II.  Jad’s motion for summary judgment or adjudication of its cross-complaint against Svatek

 

            Jad also moves for summary judgment of its cross-complaint against Svatek for (1) breach of contract; (2) quantum meruit; (3) unjust enrichment; and (4) implied equitable indemnification.  Jad establishes that Svatek entered into an agreement with it for roofing services on the project and that Svatek paid only $8,000 of the $34,000 contract price. 

 

However, triable issues of fact remain as to whether Jad performed as required under the parties’ contract.  Jad was required to perform its scope of work under the subcontract in a “reasonable and workmanlike manner in accordance with generally accepted industry standards and practices; and to the satisfaction of the Contractor and Owner.”  See Dec. of E. Willner, Ex. A, “Subcontract Agreement,” Provision D.  For the reasons stated in connection with Svatek’s cross-complaint, disputed issues of material fact exist as to whether Jad performed its in a reasonable, workmanlike manner and in accordance with generally accepted industry standards and practices. 

 

            In addition, Svatek submits evidence that would excuse its failure to pay Jad for its work.  Provision E of the Subcontract provides that payment shall be within 30 days after completion and acceptance by Contractor and Owner of all work under the Prime Contract.  See Dec. of E. Willner, Ex. A, Provision E.  Provision K of the Subcontract also allows Svatek to withhold payment to the extent necessary to protect itself from loss due to Jad’s unremedied, defective work.  Id. at Ex. A, Provision K.  Svatek was terminated from the project on 9-2-20 and Plaintiff has not fully compensated Svatek for the work performed on grounds that the work performed was defective.  Id. at Ex. B.  Among the defects alleged in Plaintiffs’ complaint are defects in the roofing work.  See Plaintiff’s Complaint, ¶¶16, 29. 

 

In addition, Jad fails to submit any evidence or facts addressing its claim for implied equitable indemnification.  An essential element of implied equitable indemnity is the indemnitee’s potential to liability to a third party as a result of the indemnitor’s negligence.  CACI 3801 (implied equitably indemnity requires that (1) indemnitee “may be” required to pay liability to third party and (2) that indemnitor’s conduct be a substantial factor in causing third-party plaintiff’s harm); see also Yamaha Motor Corp. v.
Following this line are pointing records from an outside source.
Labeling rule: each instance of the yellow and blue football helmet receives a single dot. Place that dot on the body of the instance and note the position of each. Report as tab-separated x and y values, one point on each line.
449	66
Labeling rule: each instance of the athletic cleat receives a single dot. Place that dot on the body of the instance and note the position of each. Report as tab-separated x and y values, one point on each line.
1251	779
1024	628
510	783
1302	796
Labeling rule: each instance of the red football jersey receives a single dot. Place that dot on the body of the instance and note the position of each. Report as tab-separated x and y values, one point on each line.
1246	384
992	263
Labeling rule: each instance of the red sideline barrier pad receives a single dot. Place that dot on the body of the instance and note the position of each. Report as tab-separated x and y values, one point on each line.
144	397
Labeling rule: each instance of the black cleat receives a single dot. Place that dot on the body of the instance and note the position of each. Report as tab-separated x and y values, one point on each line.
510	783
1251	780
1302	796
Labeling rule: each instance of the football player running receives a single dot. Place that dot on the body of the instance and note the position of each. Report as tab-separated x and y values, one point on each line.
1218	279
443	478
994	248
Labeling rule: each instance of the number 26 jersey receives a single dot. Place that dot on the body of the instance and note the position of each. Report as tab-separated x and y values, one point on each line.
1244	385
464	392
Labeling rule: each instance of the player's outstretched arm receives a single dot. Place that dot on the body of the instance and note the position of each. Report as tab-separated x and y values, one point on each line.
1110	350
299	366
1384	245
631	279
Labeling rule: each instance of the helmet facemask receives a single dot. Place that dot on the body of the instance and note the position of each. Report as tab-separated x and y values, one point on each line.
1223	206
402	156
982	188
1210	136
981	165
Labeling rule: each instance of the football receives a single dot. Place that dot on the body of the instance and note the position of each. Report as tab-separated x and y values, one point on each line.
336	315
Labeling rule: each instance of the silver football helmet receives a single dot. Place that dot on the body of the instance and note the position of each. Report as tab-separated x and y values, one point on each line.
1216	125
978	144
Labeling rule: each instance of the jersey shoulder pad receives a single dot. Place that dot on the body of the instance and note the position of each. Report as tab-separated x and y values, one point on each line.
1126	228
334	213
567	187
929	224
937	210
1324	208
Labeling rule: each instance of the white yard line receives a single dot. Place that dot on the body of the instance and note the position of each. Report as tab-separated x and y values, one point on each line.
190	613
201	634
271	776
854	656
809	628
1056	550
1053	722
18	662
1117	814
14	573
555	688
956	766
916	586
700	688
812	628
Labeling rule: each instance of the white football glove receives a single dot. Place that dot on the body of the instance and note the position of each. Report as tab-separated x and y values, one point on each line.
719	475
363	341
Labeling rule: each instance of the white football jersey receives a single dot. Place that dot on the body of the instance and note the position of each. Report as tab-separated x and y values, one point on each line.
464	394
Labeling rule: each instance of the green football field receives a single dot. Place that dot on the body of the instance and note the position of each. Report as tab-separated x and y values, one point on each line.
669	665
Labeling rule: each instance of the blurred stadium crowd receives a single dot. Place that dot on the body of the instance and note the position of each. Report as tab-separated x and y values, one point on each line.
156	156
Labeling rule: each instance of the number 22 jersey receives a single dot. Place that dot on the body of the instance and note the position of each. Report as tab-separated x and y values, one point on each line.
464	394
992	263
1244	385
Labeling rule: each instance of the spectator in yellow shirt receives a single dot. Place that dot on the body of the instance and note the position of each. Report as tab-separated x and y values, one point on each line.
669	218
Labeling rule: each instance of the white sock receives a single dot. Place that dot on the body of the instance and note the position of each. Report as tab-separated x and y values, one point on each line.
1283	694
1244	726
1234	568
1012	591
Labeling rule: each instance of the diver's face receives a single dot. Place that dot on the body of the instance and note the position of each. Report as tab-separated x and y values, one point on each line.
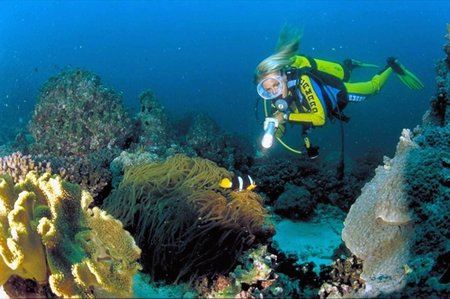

Paseman (1990) 219 Cal.App.3d 958, 964 (“Unless the prospective indemnitor and indemnitee are jointly and severally liable to the plaintiff there is no basis for indemnity.”)  Indemnification is generally understood to apply to third party liability and not direct liability, the exception being in cases of express contractual indemnification where the provision could be reasonably be interpreted to include direct liability to the plaintiff.  See Hot Rods, LLC v. Northrop Grumman Systems Corp. (2015) 242 Cal.App.4th 1166, 1179. 

 

Jad fails to submit any evidence that it is potentially liable to any third party as a result of Svatek’s negligence.  Jad fails to satisfy its burden as to any of the essential elements of an equitable indemnification claim. 

 

Triable issues of fact therefore remain as to whether Jad performed its obligations under the Subcontract and what the reasonable value of Jad’s services are.  Jad’s Motion for Summary Judgment or Adjudication of its cross-complaint against Svatek is DENIED.